Fossil should by default call the reconstruction script with both -c and -d on separate temp directories, passing the result of the first to the second as input, then check that the data haven't changed. If the reconstruction script cannot do a single round-trip, Fossil should be justified in rolling back the checkin/rebuild operation.
For the sound file example, I copy-pasted *.mp4 then didn't fill in a proper example. Substitute something like FLAC or Apple Lossless.
For the ProRes movie file example, I should clarify that the reconstruction script will probably have to produce a directory full of still frame files in an uncompressed binary format on decompression and then re-encode the ProRes file on recompression. This will be expensive in terms of disk space and CPU time, so it'll only be used when the smallest possible repository size is important, and when the movie file doesn't change much between versions, at a frame level.

This feature will need to be purely optional, with decisions made about when and how to make use of it left to each repo's administrators. This is another good reason not to put the logic into Fossil itself.
In making my point about Pandoc, MagickCore, libavformat, etc., I didn't make something explicit that others not familiar with these projects might not realize: each one is around the size of Fossil itself, yet each covers only a small subset of the file types we want this feature to cover! Fossil minus SQLite, its third-party dependencies, and its test suite is currently 107 kSLOC. Of my examples, Sox is the smallest at "only" 38 kSLOC. Pandoc is next up at 53 kSLOC. Then we have libavformat at 160 kSLOC and MagickCore at 172 kSLOC. And libavformat is useless without libavcodec and more, which brings the total up to about a million SLOC before even considering third-party dependencies!
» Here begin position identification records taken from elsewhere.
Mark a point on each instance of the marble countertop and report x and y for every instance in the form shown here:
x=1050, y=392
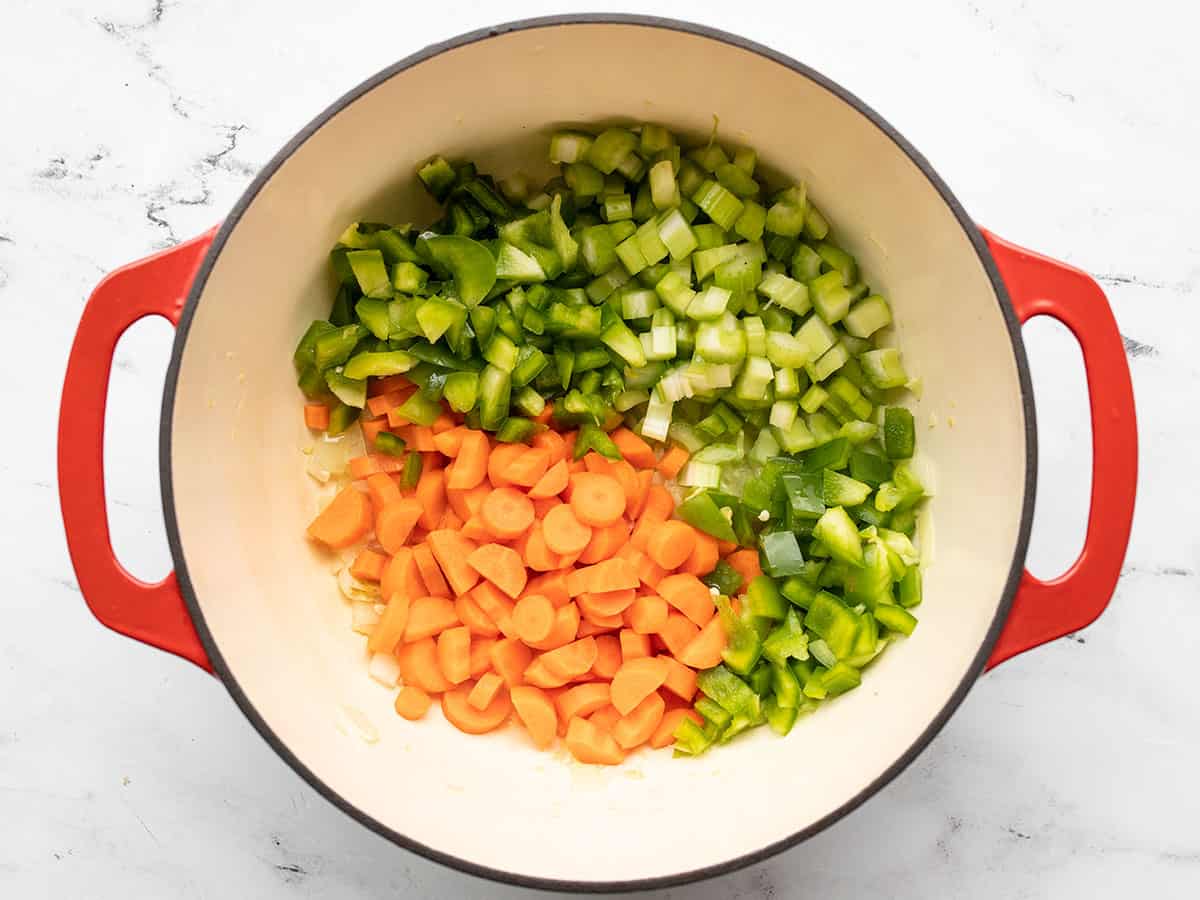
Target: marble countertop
x=133, y=124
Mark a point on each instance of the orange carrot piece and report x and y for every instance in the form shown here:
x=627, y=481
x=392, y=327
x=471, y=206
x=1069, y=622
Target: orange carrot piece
x=610, y=575
x=501, y=565
x=648, y=613
x=671, y=544
x=681, y=679
x=427, y=617
x=345, y=521
x=419, y=665
x=607, y=658
x=533, y=617
x=591, y=744
x=510, y=659
x=507, y=514
x=672, y=461
x=597, y=501
x=564, y=533
x=537, y=713
x=552, y=483
x=460, y=713
x=689, y=595
x=528, y=468
x=454, y=654
x=485, y=690
x=412, y=702
x=636, y=727
x=451, y=550
x=390, y=628
x=473, y=617
x=664, y=736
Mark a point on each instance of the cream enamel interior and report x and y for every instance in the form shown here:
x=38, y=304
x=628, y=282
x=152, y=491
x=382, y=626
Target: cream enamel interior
x=241, y=497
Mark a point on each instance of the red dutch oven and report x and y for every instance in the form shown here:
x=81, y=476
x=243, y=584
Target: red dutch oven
x=251, y=601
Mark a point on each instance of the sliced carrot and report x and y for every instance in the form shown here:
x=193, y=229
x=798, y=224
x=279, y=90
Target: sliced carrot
x=510, y=659
x=582, y=700
x=573, y=659
x=671, y=544
x=345, y=521
x=633, y=645
x=681, y=679
x=473, y=617
x=369, y=565
x=499, y=460
x=454, y=654
x=564, y=532
x=533, y=617
x=664, y=736
x=597, y=501
x=419, y=665
x=705, y=649
x=537, y=713
x=427, y=617
x=703, y=556
x=591, y=744
x=648, y=613
x=451, y=550
x=507, y=513
x=460, y=713
x=528, y=468
x=496, y=606
x=635, y=681
x=605, y=543
x=412, y=702
x=552, y=483
x=610, y=575
x=672, y=461
x=677, y=633
x=431, y=493
x=689, y=595
x=501, y=565
x=390, y=628
x=607, y=657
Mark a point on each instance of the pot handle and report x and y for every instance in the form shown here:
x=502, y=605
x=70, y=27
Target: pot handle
x=1045, y=610
x=151, y=613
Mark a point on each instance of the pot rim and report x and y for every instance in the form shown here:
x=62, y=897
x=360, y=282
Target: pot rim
x=244, y=702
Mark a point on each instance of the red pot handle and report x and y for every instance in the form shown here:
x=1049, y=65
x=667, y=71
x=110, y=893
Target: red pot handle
x=1045, y=610
x=153, y=613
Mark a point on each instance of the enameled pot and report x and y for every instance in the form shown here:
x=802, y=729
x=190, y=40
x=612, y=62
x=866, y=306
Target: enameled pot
x=255, y=604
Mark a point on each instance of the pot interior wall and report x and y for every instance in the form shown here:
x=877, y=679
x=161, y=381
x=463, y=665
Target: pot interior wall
x=243, y=497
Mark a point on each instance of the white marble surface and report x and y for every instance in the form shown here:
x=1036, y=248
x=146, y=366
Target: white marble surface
x=131, y=124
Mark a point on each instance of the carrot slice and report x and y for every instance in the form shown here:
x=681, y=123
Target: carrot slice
x=345, y=521
x=591, y=744
x=507, y=514
x=412, y=702
x=689, y=595
x=510, y=659
x=564, y=533
x=419, y=665
x=552, y=483
x=429, y=616
x=533, y=617
x=537, y=713
x=681, y=681
x=664, y=736
x=460, y=713
x=671, y=544
x=485, y=690
x=501, y=565
x=451, y=550
x=597, y=501
x=636, y=727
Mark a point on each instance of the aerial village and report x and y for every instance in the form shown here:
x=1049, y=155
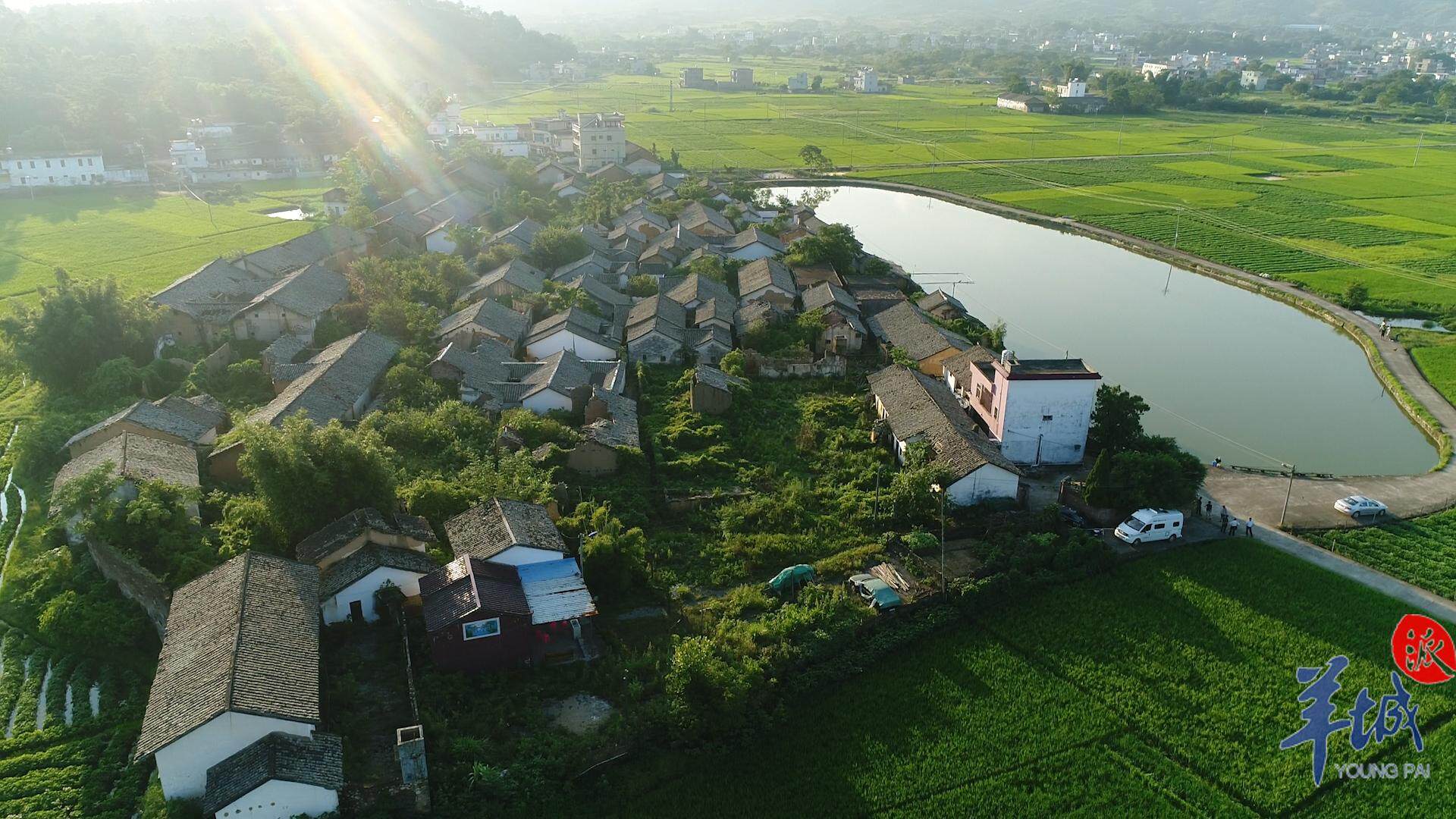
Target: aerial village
x=235, y=713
The point is, a fully-featured all-internal Fossil implementation of reconstruction covering the top 1% of file types would probably make Fossil many times larger just for all of the codecs required.

(3) By Warren Young (wyoung) on 2019-07-21 09:36:19 in reply to 1.1 [link] [source]

This feature will interact strangely with Fossil's embedded document and /file features.

If I have a PNG in the repo and my reconstruction scripts store its pixel data as an uncompressed Windows BMP instead, then embed that PNG into a wiki document, it'll probably fail because my browser won't want to render a BMP file. The Fossil server will need to reconstruct the PNG before serving it. That means you'll probably want to turn on Fossil's caching features if you're using this reconstruction feature.

Much the same is true when using Fossil's file browsing feature. When I click on a file in the browser, I want it to send my browser the same file content you'd get on checkout, not the uncompressed and deconstructed form.